# Extreme Fine Tuning of LGBM using Incremental training

The purpose of this notebook is to implement the advanced LightGBM model training with a certain incremental approach. The trick is executed in following steps:

* Find the best parameters for your LGBM, either manually or using optimization methods of your choice.
* Train the model to the best RMSE you can get in one training round using high early stopping.
* Train the model for 1 or 2 rounds with reduced learning rate.
* Once the first few rounds are over, start reducing regularization params by a factor at each incremental training iteration, you will start observing improvements in 5th decimal place... which is enough to get 5th decimal improvement on your models leaderboard score.
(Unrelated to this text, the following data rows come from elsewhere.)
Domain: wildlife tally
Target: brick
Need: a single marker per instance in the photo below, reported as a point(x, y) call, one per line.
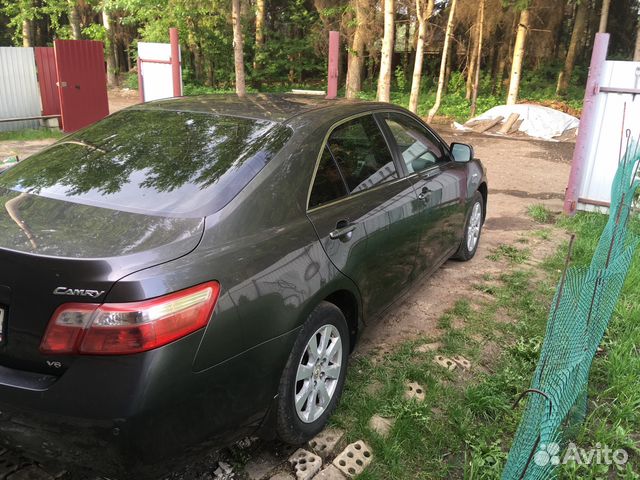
point(324, 444)
point(381, 425)
point(329, 473)
point(305, 463)
point(354, 459)
point(414, 391)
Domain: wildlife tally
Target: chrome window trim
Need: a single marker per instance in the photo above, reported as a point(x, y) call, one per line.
point(324, 144)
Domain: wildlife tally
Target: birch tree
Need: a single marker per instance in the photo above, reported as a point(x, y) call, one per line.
point(443, 61)
point(384, 80)
point(112, 77)
point(355, 61)
point(423, 16)
point(582, 16)
point(259, 45)
point(238, 48)
point(74, 20)
point(518, 56)
point(476, 81)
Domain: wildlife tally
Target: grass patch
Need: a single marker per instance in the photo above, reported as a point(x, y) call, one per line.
point(540, 213)
point(30, 134)
point(511, 253)
point(465, 426)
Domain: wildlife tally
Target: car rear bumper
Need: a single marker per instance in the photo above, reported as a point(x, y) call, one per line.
point(136, 413)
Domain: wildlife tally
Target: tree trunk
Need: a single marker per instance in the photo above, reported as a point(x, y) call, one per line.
point(74, 21)
point(443, 62)
point(355, 60)
point(112, 77)
point(260, 16)
point(604, 16)
point(572, 52)
point(384, 80)
point(238, 48)
point(447, 71)
point(472, 59)
point(518, 55)
point(476, 81)
point(423, 17)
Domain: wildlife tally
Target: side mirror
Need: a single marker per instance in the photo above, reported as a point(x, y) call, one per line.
point(461, 152)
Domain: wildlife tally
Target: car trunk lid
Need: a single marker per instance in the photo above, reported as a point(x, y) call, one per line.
point(54, 251)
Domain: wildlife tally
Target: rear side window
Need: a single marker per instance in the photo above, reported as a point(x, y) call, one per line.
point(328, 184)
point(420, 149)
point(361, 152)
point(153, 162)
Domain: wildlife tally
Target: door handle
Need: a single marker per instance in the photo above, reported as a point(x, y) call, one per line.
point(344, 230)
point(425, 195)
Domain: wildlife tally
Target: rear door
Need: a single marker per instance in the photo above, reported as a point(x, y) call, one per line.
point(439, 184)
point(362, 208)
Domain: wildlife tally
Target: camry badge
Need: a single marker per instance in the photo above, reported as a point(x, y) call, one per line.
point(78, 292)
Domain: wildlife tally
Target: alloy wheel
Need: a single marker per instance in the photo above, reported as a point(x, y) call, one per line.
point(318, 373)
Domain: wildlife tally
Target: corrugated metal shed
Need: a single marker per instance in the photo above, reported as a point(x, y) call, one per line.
point(19, 94)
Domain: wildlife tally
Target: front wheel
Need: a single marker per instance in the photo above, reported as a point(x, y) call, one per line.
point(472, 230)
point(313, 379)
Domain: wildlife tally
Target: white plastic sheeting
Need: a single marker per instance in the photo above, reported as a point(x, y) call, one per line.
point(157, 78)
point(538, 121)
point(19, 93)
point(615, 114)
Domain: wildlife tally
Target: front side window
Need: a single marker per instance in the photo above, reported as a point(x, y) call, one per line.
point(419, 148)
point(362, 154)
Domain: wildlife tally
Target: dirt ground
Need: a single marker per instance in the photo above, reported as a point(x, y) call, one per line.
point(521, 172)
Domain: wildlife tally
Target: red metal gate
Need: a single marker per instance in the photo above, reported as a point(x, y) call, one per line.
point(47, 81)
point(82, 82)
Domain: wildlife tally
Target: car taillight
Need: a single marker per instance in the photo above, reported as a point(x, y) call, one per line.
point(122, 328)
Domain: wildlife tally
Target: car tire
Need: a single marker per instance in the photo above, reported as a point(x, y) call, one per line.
point(310, 388)
point(472, 229)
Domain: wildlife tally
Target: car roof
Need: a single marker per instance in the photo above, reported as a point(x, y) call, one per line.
point(278, 108)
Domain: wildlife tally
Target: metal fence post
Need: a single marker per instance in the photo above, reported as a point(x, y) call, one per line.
point(334, 53)
point(587, 121)
point(175, 62)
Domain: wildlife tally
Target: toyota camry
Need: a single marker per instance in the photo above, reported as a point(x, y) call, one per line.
point(190, 271)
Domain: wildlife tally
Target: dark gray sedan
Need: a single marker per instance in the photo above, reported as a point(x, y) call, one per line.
point(198, 269)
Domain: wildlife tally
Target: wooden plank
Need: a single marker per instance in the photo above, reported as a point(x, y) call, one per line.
point(487, 124)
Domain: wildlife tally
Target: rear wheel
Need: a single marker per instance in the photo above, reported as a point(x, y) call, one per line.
point(312, 381)
point(472, 230)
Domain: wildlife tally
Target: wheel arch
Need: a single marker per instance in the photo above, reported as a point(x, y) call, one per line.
point(349, 304)
point(484, 191)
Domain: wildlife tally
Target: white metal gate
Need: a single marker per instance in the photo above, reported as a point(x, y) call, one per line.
point(19, 94)
point(617, 121)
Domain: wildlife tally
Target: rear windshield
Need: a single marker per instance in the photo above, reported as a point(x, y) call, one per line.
point(153, 162)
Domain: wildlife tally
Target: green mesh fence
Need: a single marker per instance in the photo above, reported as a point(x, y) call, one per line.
point(581, 310)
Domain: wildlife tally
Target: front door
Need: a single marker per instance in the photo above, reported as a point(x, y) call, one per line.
point(362, 209)
point(439, 184)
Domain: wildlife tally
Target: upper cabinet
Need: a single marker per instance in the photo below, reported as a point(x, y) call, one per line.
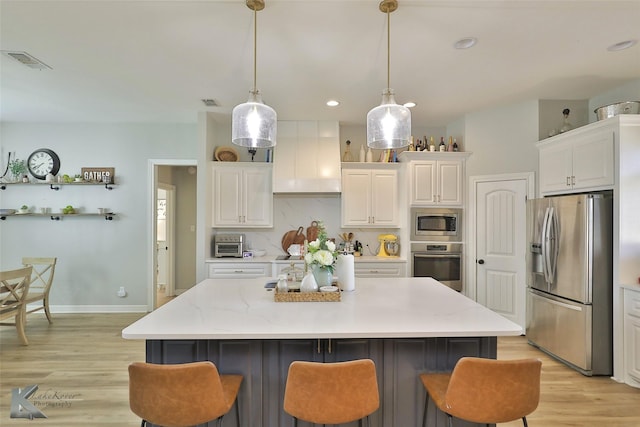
point(579, 160)
point(435, 178)
point(242, 195)
point(370, 195)
point(307, 157)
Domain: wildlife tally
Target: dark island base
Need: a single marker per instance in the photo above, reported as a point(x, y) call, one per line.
point(264, 364)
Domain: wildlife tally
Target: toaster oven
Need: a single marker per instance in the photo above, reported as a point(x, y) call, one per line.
point(228, 245)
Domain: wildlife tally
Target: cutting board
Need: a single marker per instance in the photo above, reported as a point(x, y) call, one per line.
point(293, 237)
point(312, 231)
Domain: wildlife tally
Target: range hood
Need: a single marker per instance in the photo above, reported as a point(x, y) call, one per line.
point(306, 158)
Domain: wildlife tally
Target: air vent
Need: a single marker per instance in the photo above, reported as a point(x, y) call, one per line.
point(28, 60)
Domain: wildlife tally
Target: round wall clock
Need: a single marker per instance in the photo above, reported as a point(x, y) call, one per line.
point(42, 162)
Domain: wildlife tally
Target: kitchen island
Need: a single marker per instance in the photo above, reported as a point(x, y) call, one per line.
point(406, 325)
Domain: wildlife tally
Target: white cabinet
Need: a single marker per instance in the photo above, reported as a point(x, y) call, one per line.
point(380, 269)
point(578, 160)
point(632, 337)
point(238, 270)
point(435, 179)
point(307, 157)
point(242, 195)
point(370, 196)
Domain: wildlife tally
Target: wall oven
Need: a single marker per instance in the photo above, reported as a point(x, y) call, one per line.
point(442, 261)
point(436, 224)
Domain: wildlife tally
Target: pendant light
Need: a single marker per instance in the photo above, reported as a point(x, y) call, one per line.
point(254, 124)
point(389, 124)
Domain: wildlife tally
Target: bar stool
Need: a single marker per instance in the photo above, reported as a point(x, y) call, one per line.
point(181, 395)
point(485, 390)
point(331, 393)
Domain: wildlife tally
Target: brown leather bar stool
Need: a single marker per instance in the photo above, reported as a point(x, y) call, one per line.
point(331, 393)
point(181, 395)
point(485, 390)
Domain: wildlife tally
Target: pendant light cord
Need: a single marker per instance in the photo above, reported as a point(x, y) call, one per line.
point(255, 49)
point(388, 49)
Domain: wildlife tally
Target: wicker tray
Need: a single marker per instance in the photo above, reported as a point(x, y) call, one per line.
point(306, 296)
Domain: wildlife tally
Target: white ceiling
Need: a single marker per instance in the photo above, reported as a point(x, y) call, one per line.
point(153, 61)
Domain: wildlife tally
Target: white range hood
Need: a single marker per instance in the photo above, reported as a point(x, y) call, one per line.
point(306, 158)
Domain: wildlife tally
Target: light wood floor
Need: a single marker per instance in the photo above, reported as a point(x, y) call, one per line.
point(80, 365)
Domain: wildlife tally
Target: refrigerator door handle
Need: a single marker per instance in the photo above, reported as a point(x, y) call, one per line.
point(544, 249)
point(554, 243)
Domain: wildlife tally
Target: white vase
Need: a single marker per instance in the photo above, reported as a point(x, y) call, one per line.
point(308, 283)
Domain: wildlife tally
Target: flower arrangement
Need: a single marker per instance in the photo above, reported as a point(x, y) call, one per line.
point(322, 251)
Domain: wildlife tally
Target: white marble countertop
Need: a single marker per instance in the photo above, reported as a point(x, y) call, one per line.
point(272, 258)
point(378, 308)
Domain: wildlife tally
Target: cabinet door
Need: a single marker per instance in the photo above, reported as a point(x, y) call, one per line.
point(449, 182)
point(555, 165)
point(227, 196)
point(423, 183)
point(257, 197)
point(384, 198)
point(593, 160)
point(356, 198)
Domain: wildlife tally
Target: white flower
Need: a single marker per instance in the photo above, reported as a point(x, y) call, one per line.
point(323, 257)
point(308, 258)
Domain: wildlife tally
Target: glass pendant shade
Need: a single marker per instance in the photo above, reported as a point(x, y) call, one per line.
point(389, 124)
point(254, 124)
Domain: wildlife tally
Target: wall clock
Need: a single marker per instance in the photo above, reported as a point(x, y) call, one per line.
point(42, 162)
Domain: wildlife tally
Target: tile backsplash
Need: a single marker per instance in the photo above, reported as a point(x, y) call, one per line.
point(293, 211)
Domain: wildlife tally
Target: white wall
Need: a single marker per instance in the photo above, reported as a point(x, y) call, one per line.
point(95, 257)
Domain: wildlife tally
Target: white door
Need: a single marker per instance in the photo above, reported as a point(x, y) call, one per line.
point(500, 247)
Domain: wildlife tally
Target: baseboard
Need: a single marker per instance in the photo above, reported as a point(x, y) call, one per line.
point(98, 308)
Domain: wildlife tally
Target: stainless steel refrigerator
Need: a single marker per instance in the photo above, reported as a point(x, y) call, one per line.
point(570, 280)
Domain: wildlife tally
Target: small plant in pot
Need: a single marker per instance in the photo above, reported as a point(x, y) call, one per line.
point(18, 169)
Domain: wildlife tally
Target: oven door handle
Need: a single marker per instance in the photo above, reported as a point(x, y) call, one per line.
point(450, 255)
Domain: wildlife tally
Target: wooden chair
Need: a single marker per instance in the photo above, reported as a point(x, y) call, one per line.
point(485, 390)
point(331, 393)
point(14, 289)
point(181, 395)
point(43, 269)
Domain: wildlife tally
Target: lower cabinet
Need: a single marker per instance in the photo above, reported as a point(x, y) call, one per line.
point(238, 270)
point(632, 337)
point(380, 269)
point(265, 364)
The inspiration for such an approach has been obtained from https://www.kaggle.com/awwalmalhi/extreme-fine-tuning-lgbm-using-7-step-training

The initial settings for a manually tuned LightGBM model have been inherited from my ensembling kernel per https://www.kaggle.com/gvyshnya/ensemble-lgb-xgb-catboost-optimized

In [1]:
import pandas as pd
import numpy as np

import datetime as dt
from typing import Tuple, List, Dict

from sklearn.model_selection import KFold, GridSearchCV, cross_validate, train_test_split
from sklearn.metrics import mean_squared_error
from sklearn.preprocessing import LabelEncoder

from lightgbm import LGBMRegressor

import optuna
from functools import partial

import warnings
warnings.filterwarnings('ignore')

C:\ProgramData\Anaconda3\lib\site-packages\numpy\.libs\libopenblas.IPBC74C7KURV7CB2PKT5Z5FNR3SIBV4J.gfortran-win_amd64.dll
C:\ProgramData\Anaconda3\lib\site-packages\numpy\.libs\libopenblas.WCDJNK7YVMPZQ2ME2ZZHJJRJ3JIKNDB7.gfortran-win_amd64.dll
  stacklevel=1)

Bad key "text.kerning_factor" on line 4 in
C:\ProgramData\Anaconda3\lib\site-packages\matplotlib\mpl-data\stylelib\_classic_test_patch.mplstyle.
You probably need to get an updated matplotlibrc file from
http://github.com/matplotlib/matplotlib/blob/master/matplotlibrc.template
or from the matplotlib source distribution


In [2]:
# main flow
start_time = dt.datetime.now()
print("Started at ", start_time)

Started at  2021-02-21 11:55:39.405680


In [3]:
# read data
in_kaggle = False


def get_data_file_path(is_in_kaggle: bool) -> Tuple[str, str, str]:
    train_path = ''
    test_path = ''
    sample_submission_path = ''

    if is_in_kaggle:
        # running in Kaggle, inside the competition
        train_path = '../input/tabular-playground-series-feb-2021/train.csv'
        test_path = '../input/tabular-playground-series-feb-2021/test.csv'
        sample_submission_path = '../input/tabular-playground-series-feb-2021/sample_submission.csv'
    else:
        # running locally
        train_path = 'data/train.csv'
        test_path = 'data/test.csv'
        sample_submission_path = 'data/sample_submission.csv'

    return train_path, test_path, sample_submission_path


In [4]:
%%time
# get the training set and labels
train_set_path, test_set_path, sample_subm_path = get_data_file_path(in_kaggle)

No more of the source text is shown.